The four-year project, which screened some 13,000 people in Tamil Nadu, revealed startling statistics, says Dr V Balaji, senior diabetologist at Apollo Hospitals. The results led to mandatory screening for glucose intolerance in pregnant women at all state government centres.

So what happens to a woman with gestational diabetes? Doctors say it affects the mother in late pregnancy. It could strike earlier if a woman has a family history of diabetes, polycystic ovarian disease or obesity. The mother’s increased blood sugar levels are transferred to the baby.

This, in turn, causes the baby’s pancreas, which start working within 11 weeks of conception, to produce extra insulin to get rid of this sugar.

“Insulin, incidentally, is a growth hormone. As the baby starts getting more energy than it needs, this gets stored as fat, leading to an abnormal weight gain, usually over 3.5 kg,” says Dr Ambrish Mithal, president-elect, Endocrine Society of India. “This may require delivery by caesarean section and cause breathing and shoulder problems at birth for the baby.”
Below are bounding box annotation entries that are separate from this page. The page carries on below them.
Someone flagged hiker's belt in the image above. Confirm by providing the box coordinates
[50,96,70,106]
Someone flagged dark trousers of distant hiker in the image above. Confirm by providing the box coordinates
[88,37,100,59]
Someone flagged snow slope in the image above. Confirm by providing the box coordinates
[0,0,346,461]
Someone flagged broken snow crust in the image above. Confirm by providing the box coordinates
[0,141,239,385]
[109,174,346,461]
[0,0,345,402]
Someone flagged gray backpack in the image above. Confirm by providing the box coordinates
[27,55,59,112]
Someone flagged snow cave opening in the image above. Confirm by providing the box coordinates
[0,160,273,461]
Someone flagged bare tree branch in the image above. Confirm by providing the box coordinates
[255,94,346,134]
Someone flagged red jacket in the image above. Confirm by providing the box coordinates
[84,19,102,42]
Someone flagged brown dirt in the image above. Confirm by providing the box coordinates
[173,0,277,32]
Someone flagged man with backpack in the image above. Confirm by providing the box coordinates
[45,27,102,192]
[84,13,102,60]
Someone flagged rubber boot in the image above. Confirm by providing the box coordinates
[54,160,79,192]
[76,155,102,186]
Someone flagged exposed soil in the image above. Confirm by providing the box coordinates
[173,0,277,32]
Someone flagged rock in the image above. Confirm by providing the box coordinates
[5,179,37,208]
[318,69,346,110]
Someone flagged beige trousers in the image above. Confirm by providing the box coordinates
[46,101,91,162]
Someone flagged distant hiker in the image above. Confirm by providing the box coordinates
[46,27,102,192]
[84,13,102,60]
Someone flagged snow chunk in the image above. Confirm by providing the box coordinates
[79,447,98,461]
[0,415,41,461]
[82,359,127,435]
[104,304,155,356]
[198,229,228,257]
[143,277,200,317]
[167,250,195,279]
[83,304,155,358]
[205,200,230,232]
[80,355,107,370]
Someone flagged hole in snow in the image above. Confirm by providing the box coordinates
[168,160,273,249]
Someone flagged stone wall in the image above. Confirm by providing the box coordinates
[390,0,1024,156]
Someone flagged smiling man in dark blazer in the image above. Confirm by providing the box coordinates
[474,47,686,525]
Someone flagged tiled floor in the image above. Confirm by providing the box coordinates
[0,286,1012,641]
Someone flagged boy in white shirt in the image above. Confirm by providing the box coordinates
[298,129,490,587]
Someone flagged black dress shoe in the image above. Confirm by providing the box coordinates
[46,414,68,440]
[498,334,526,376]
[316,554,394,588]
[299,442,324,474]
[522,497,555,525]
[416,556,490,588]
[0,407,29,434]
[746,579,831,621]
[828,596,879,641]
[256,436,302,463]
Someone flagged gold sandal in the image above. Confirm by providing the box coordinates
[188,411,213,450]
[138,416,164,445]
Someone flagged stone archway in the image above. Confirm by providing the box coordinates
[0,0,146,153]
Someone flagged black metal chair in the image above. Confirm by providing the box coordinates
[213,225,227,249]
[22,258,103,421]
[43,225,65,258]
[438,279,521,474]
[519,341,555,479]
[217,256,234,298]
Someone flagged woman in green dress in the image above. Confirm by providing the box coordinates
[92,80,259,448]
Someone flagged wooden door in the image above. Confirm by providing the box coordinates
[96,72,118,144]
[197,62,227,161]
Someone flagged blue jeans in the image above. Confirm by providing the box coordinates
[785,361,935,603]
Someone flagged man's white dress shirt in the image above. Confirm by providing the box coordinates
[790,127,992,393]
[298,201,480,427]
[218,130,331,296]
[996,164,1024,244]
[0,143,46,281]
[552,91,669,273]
Although gestational diabetes is only a temporary phase and it disappears after pregnancy, there is a 65-70% chance of it recurring. Therefore, it is vital for the mother to control her sugar intake and monitor blood sugar levels.

Mithal says gestational diabetes is often treated with insulin and dietary control rather than drugs. If treated in time, no complications ensue. Mithal says that many people don’t know that pregnant women have lower blood sugar levels than those who aren’t.

The baby absorbs nutrition from the mother, causing blood sugar levels to fall. So the pre-diabetic phase in a normal person becomes gestational diabetes in a pregnant woman. Testing is done an hour after fasting in pregnant women as sugar levels are highest at the time. Normally, this would be done two hours after fasting.

One of the important tests to get mean glucose value for the last 90-120 days of pregnancy is the HbA1c test. A woman with an HbA1c level lower than 5.3 does not indicate gestational diabetes, while one above 6 would.